Trump used the same blame-America-first argument to excuse Russia’s sale of weapons to the Taliban in Afghanistan, putting U.S. interests at risk. “We did that too,” Trump told Axios’ Jonathan Swan.

This has been a pattern for Trump’s entire presidency. Trump simply refuses to hold the Russian leader accountable for anything. At the 2018 Helsinki summit, when the topic of Russian interference in the 2016 U.S. election came up, Trump said he believed Putin over our own intelligence agencies: “President Putin says it’s not Russia. I don’t see any reason why it would be.” Trump still claims that Russia’s interference in the 2016 election—confirmed by Trump’s own intelligence experts and by a bipartisan Senate panel headed by Sen. Marco Rubio (R-FL)— is “a hoax.”

But the straw that broke the camel’s back was Trump’s refusal to defend our troops in Afghanistan. This past February, U.S. intelligence warned Trump that Russia had offered and paid bounties to Taliban-linked militants in exchange for killing U.S. troops in Afghanistan. Our experts believe that at least one American service member was killed as a result of Russia’s actions. Trump now claims he was never briefed. But the story went public two months ago, and Trump has refused to even raise the issue on his subsequent phone calls with Vladimir Putin. 

Why? Trump says the intelligence assessment is “fake news.”

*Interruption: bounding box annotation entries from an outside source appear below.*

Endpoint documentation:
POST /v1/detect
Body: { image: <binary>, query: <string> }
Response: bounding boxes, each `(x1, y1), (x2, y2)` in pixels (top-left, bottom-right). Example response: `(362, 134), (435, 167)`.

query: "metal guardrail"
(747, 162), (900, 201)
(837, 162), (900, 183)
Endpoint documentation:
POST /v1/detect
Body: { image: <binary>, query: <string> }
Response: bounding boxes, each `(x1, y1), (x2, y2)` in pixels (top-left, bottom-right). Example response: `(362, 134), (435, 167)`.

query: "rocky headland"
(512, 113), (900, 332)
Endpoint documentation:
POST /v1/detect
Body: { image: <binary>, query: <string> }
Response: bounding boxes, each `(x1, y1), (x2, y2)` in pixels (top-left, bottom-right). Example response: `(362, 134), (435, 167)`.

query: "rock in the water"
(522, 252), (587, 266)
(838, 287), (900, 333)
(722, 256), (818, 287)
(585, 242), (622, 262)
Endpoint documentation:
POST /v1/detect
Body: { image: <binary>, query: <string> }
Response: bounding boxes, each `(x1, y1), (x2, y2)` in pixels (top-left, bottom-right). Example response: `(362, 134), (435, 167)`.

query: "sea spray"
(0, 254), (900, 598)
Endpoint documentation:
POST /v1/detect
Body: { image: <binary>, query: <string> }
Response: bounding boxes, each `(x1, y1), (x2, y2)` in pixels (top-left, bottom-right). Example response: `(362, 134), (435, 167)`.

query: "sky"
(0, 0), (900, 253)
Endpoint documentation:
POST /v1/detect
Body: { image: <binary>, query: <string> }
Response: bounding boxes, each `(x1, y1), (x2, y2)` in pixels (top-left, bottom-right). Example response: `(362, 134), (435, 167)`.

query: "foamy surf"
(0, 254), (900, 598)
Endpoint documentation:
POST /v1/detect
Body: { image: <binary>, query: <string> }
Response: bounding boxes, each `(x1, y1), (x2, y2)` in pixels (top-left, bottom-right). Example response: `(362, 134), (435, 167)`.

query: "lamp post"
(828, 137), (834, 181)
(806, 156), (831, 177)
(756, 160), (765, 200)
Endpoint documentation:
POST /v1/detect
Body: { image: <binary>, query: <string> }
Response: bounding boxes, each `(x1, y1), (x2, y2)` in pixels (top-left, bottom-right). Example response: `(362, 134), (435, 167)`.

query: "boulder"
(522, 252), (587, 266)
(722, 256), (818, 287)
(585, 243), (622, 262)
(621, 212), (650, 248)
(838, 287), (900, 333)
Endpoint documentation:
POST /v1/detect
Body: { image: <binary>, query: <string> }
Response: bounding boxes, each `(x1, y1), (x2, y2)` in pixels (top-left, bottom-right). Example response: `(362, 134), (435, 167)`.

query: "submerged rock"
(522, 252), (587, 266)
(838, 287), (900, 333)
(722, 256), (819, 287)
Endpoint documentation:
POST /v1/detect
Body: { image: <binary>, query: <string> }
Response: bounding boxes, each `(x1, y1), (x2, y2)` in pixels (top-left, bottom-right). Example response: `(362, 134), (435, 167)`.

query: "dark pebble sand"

For whatever reason, Donald Trump has an alarming blind spot when it comes to Russia. Miles Taylor, a former top Trump Homeland Security appointee, recently told CNN’s Jake Tapper: “We were quite literally told, do not bring up issues related to Russia with the president.” You can’t run a successful foreign policy, and address burgeoning crises, when the president refuses to be briefed about entire countries, particularly one of our top geopolitical foes.

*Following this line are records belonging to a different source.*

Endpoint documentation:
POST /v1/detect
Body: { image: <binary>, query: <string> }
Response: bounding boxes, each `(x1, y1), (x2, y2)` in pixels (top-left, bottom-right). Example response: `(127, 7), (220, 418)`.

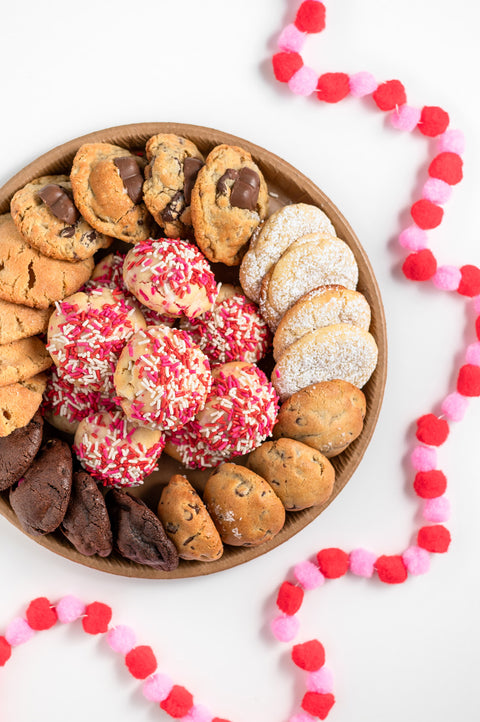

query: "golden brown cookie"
(70, 143), (153, 243)
(0, 374), (47, 437)
(272, 379), (366, 458)
(157, 474), (223, 562)
(0, 213), (94, 308)
(143, 133), (204, 238)
(10, 175), (112, 261)
(248, 439), (335, 511)
(191, 145), (268, 266)
(203, 464), (285, 546)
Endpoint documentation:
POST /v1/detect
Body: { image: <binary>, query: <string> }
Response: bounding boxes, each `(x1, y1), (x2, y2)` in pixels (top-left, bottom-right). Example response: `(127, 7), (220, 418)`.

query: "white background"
(0, 0), (480, 722)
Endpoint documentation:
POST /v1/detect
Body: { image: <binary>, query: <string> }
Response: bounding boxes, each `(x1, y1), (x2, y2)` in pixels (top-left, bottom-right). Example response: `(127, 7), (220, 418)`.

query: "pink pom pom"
(288, 65), (318, 95)
(398, 226), (428, 251)
(402, 546), (430, 575)
(350, 549), (377, 577)
(422, 178), (452, 205)
(107, 624), (137, 654)
(410, 446), (437, 471)
(423, 496), (450, 522)
(307, 666), (333, 694)
(348, 72), (378, 98)
(390, 104), (421, 132)
(442, 391), (468, 421)
(432, 266), (462, 291)
(270, 614), (300, 642)
(293, 561), (325, 589)
(5, 617), (35, 647)
(278, 23), (307, 53)
(438, 130), (465, 155)
(56, 594), (85, 624)
(142, 674), (173, 702)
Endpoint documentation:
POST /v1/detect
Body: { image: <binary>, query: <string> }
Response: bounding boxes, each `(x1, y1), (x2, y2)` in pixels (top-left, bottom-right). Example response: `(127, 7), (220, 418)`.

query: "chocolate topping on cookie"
(113, 155), (143, 204)
(38, 183), (80, 225)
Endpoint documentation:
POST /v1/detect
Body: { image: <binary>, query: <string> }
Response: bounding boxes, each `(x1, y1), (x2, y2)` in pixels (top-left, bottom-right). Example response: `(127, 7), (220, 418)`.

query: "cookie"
(106, 489), (178, 572)
(0, 213), (94, 309)
(240, 203), (336, 303)
(0, 300), (51, 344)
(60, 471), (113, 557)
(70, 143), (153, 243)
(0, 374), (47, 436)
(10, 439), (72, 536)
(157, 474), (223, 562)
(272, 379), (366, 458)
(203, 464), (285, 546)
(143, 133), (204, 238)
(191, 145), (268, 266)
(272, 323), (378, 401)
(10, 175), (112, 261)
(0, 336), (52, 388)
(273, 285), (371, 361)
(0, 412), (43, 491)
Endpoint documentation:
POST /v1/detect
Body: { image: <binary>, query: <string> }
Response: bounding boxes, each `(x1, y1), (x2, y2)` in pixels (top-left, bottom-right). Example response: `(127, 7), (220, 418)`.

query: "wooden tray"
(0, 123), (387, 579)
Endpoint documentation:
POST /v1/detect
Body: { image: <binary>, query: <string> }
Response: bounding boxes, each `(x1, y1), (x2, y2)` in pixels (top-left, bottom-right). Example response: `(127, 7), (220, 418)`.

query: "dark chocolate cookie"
(0, 412), (43, 491)
(10, 439), (72, 536)
(60, 471), (112, 557)
(106, 489), (178, 572)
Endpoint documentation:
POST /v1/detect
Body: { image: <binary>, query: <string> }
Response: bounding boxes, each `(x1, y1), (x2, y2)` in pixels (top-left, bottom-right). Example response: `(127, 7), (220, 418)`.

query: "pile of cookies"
(0, 134), (377, 571)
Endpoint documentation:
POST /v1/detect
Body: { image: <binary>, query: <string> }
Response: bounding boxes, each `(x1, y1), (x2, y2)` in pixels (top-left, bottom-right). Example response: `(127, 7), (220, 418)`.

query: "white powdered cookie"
(240, 203), (335, 303)
(272, 323), (378, 401)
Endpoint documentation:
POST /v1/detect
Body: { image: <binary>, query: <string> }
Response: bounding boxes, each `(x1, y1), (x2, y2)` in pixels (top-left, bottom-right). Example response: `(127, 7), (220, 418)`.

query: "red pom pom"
(82, 602), (112, 634)
(125, 645), (157, 679)
(417, 524), (452, 554)
(428, 152), (463, 186)
(402, 248), (437, 281)
(317, 547), (348, 579)
(160, 684), (193, 718)
(277, 582), (304, 616)
(372, 80), (407, 110)
(292, 639), (325, 672)
(295, 0), (325, 33)
(317, 73), (350, 103)
(413, 469), (447, 499)
(375, 554), (407, 584)
(410, 198), (443, 231)
(302, 692), (335, 719)
(0, 637), (12, 667)
(457, 265), (480, 298)
(417, 414), (450, 446)
(272, 53), (303, 83)
(457, 364), (480, 396)
(26, 597), (58, 632)
(418, 105), (450, 138)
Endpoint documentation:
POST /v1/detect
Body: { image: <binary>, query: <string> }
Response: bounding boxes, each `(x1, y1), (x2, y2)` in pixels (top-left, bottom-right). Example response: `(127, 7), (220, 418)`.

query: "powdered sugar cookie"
(273, 285), (371, 361)
(272, 323), (378, 401)
(240, 203), (335, 303)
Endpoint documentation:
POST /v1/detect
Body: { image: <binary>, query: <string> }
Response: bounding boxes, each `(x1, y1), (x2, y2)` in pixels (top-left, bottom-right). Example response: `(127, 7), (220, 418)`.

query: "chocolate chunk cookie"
(106, 489), (178, 572)
(10, 439), (72, 536)
(60, 471), (112, 557)
(70, 143), (153, 243)
(143, 133), (204, 238)
(10, 175), (112, 261)
(0, 413), (43, 491)
(191, 145), (268, 266)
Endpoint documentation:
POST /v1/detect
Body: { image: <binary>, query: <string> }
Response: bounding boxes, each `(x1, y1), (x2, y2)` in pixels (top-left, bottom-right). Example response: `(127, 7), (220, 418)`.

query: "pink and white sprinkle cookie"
(123, 238), (218, 318)
(180, 284), (271, 364)
(47, 288), (146, 394)
(165, 362), (278, 469)
(73, 411), (165, 487)
(114, 326), (212, 430)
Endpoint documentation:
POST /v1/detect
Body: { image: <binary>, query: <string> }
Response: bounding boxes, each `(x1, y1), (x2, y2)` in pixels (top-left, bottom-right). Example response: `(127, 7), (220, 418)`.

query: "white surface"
(0, 0), (480, 722)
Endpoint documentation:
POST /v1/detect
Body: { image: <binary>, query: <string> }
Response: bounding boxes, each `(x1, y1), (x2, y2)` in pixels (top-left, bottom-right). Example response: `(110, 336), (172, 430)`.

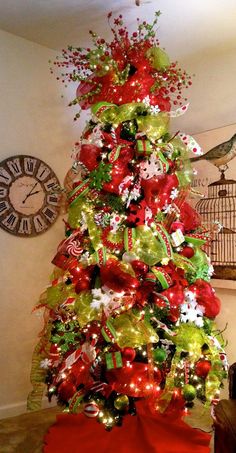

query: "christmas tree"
(29, 13), (227, 430)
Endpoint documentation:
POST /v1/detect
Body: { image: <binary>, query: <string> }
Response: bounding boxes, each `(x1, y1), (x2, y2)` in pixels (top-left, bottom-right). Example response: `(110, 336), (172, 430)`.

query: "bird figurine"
(191, 134), (236, 168)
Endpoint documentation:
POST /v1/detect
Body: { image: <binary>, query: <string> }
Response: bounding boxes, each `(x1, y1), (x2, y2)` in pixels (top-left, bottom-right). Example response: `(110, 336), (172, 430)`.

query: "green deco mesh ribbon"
(105, 351), (123, 370)
(132, 225), (166, 266)
(101, 318), (117, 343)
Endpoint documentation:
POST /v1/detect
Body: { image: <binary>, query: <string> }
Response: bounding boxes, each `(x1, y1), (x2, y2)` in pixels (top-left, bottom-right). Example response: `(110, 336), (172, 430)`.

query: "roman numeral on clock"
(18, 217), (32, 234)
(0, 167), (12, 186)
(0, 200), (10, 215)
(47, 194), (59, 206)
(42, 206), (56, 222)
(7, 158), (22, 178)
(34, 214), (47, 233)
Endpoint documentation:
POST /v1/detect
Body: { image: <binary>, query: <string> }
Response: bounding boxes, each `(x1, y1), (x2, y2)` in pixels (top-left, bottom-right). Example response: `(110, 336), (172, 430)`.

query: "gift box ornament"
(152, 266), (173, 289)
(136, 139), (153, 156)
(171, 229), (185, 247)
(69, 390), (85, 414)
(105, 351), (123, 370)
(101, 319), (117, 343)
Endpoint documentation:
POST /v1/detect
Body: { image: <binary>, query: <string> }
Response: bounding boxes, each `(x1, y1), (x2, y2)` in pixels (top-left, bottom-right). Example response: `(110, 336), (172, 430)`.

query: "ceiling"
(0, 0), (236, 132)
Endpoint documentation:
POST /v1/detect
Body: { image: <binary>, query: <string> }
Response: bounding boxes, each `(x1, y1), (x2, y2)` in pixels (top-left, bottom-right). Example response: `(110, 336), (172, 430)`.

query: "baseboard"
(0, 397), (56, 419)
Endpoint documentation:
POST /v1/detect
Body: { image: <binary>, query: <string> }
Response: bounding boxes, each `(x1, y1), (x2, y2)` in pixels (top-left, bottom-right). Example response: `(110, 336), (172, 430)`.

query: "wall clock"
(0, 155), (60, 237)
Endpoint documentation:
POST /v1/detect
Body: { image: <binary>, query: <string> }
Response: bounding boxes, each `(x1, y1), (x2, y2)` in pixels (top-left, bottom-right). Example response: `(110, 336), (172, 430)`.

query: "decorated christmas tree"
(29, 13), (227, 430)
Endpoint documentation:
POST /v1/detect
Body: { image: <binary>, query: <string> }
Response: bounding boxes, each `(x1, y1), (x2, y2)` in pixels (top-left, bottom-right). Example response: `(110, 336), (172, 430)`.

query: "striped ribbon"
(68, 179), (89, 205)
(153, 223), (172, 258)
(124, 228), (136, 252)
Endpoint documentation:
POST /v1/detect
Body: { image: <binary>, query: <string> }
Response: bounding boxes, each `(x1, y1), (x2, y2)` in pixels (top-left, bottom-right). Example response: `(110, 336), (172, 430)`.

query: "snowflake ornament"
(140, 153), (163, 179)
(148, 105), (161, 115)
(40, 359), (52, 370)
(109, 213), (122, 233)
(162, 204), (173, 214)
(170, 187), (179, 200)
(142, 95), (150, 107)
(180, 291), (204, 327)
(90, 286), (124, 316)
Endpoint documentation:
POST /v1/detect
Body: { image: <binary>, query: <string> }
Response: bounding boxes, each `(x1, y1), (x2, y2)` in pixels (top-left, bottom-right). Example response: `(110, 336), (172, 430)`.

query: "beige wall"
(0, 27), (236, 417)
(194, 125), (236, 376)
(0, 31), (80, 416)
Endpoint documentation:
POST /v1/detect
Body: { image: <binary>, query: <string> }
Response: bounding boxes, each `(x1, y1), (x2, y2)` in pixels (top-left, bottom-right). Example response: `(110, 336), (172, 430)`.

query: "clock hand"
(25, 190), (42, 197)
(22, 181), (38, 204)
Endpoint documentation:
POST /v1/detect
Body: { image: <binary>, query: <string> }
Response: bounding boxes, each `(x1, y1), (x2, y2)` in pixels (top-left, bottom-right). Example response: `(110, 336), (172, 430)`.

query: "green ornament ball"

But it’s not even just Russia. For nearly four years, Donald Trump has been an absentee president. When he’s not golfing at the taxpayer’s expense, to the tune of $3.4 million per trip, he’s in the White House residence tweeting while watching Fox News. We are now in the midst of the worst health and economic crisis in a century, and while Trump didn’t cause it, his utter disinterest in doing his job at the most basic level, while ignoring the very real threats we face, has left us less safe at home and abroad.

I don’t think Joe Biden has all the answers. But he does have the experience, temperament, and track record of being a far better leader than Donald Trump. Americans tossed the dice four years ago and took a gamble. And we lost. We simply cannot afford four more years of a latchkey presidency. These uncertain times deserve better. We deserve better.